Debatte um EZB-Geldpolitik

von Redaktion

Zum Thema EZB-Strafzinsen und neue Anlagenkäufe (Politikteil):

Europas Zentralbank zieht alle Register, so steht es in der Zeitung. Aber welche sind das und welche Wirkung sollen sie haben?

Es ist kaum vorstellbar, dass die Erhöhung des Strafzinses irgendeine positive Auswirkung auf die Konjunktur hat. Es heißt, die EZB will die Banken damit dazu bringen mehr Kredite auszugeben. Diese würden dies mit Sicherheit gerne tun, nur braucht es eben auch Kreditnehmer, die Kredite aufnehmen möchten.

Ein Unternehmen finanziert nicht wegen niedriger Zinsen, sondern wenn es Chancen auf dem Markt sieht. Nachdem nun auch das Anleiheankaufprogramm wieder aktiviert wurde, ist völlig klar, es geht letztendlich nur um eine nicht erlaubte Staatsfinanzierung, insbesondere der Länder im Mittelmeerraum. Der Leidtragende ist der deutsche Sparer, er bekommt schon seit Jahren keine Zinsen mehr und dies wird nach Lage der Dinge noch sehr viele Jahre so bleiben.

Politiker meiden dieses Thema bewusst, weil der Staat der Hauptprofiteur dieser Zinspolitik ist. Die Altersvorsorge der deutschen Sparer geht schlicht und einfach den Bach runter. Politiker diskutieren zwar eifrig über die Einführung einer Grundrente, aber den Bereich der Altersversorgung, der durch eigene Anstrengung geschaffen wird, blendet man aus.

Die Zinspolitik der EZB ist geeignet, das gesamte Finanzsystem zum Kollabieren zu bringen. Der einfache Sparer soll nun spekulieren und Aktien kaufen. Was, wenn die Kurse fallen? Die Probleme sind jetzt schon vorgezeichnet. Ich frage mich, wo ist eine Greta Thunberg, die sich für die sparende Bevölkerung einsetzt?

Hubert Stephan

Gstadt

„Walle, Walle, manche Strecke, dass zum Zwecke Euros fließen und mit reichem vollem Schwalle zu den Märkten sich ergießen“ – wenn wir den EZB-Präsidenten Draghi (und den Großteil seines EZB-Rates) als neuen Zauberlehrling betrachten, der nicht mehr weiter weiß, wer ist dann der „alte Meister“, der den finanzpolitischen Wahnsinn noch stoppen könnte? Die „Neue“, Christine Lagarde, sicher nicht.

Die Geldschwemme durch den erneuten Ankauf von Staatsanleihen schwächelnder Euroländer wird den Exodus nur hinauszögern.

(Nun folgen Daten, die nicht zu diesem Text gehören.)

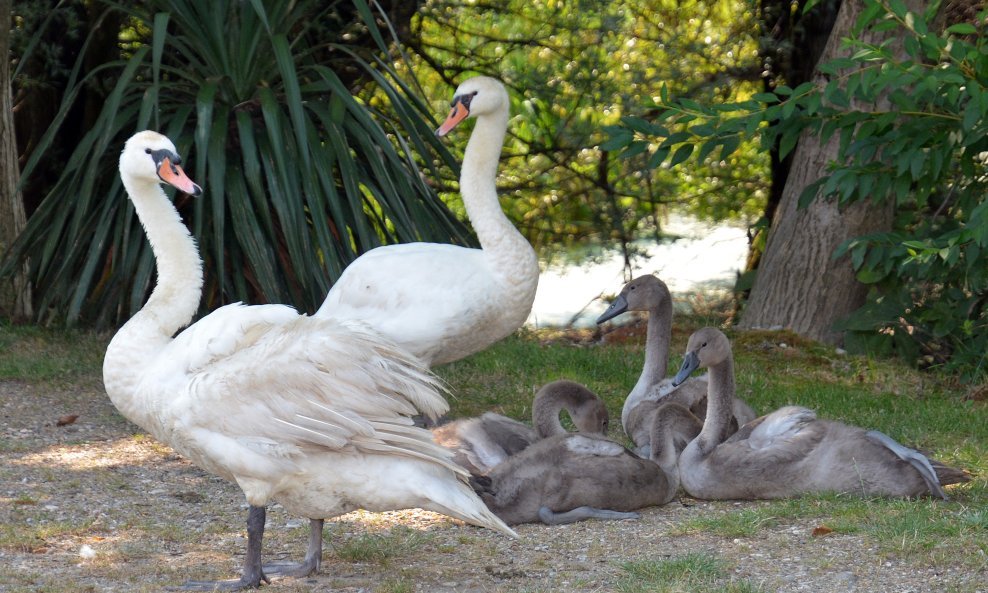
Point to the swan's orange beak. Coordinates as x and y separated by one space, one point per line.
173 175
457 114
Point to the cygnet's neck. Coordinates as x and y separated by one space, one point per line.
720 394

Nach welcher Wirtschaftstheorie handelt Herr Draghi eigentlich? Hat ihm noch keiner gesagt, dass er die Kaufkraft der Menschen abschöpft? Mit Zinserträgen kann man auch einkaufen. Was will er mit der Geldflut bewirken? Seine geliebte Wirtschaft kann es doch überhaupt nicht gebrauchen.

Wie krank das System inzwischen ist, sieht man an der Tatsache, dass langfristige Bundesanleihen mit negativer Verzinsung wirklich gekauft werden. Sogar Siemens ist schon erfolgreich auf diesen Zug aufgesprungen. Den Finanzministern geht es so gut wie nie. Die Schuldenuhr läuft rückwärts und Schuldenzinsen gibt es nicht mehr.

Seit Langem schauen sie schon gierig auf das immense Sparvermögen der Bürger von 2,5 Billionen Euro. Endlich kommen sie – indirekt und ohne Steuererhöhung – dank Draghi an diese Fleischtöpfe ran. Aber zu welchem Preis? Die immer geforderte private Alterssicherung der Bürger wird einfach geopfert. Bekommen wir jetzt mit der Grundrente einen Teil der geraubten Milliarden als Schmerzensgeld wieder zurück? Vielleicht steht am nächsten Freitag „Greta“ Müller aus Armenhausen vor dem Kanzleramt und klagt ihre verlorene Altersvorsorge ein.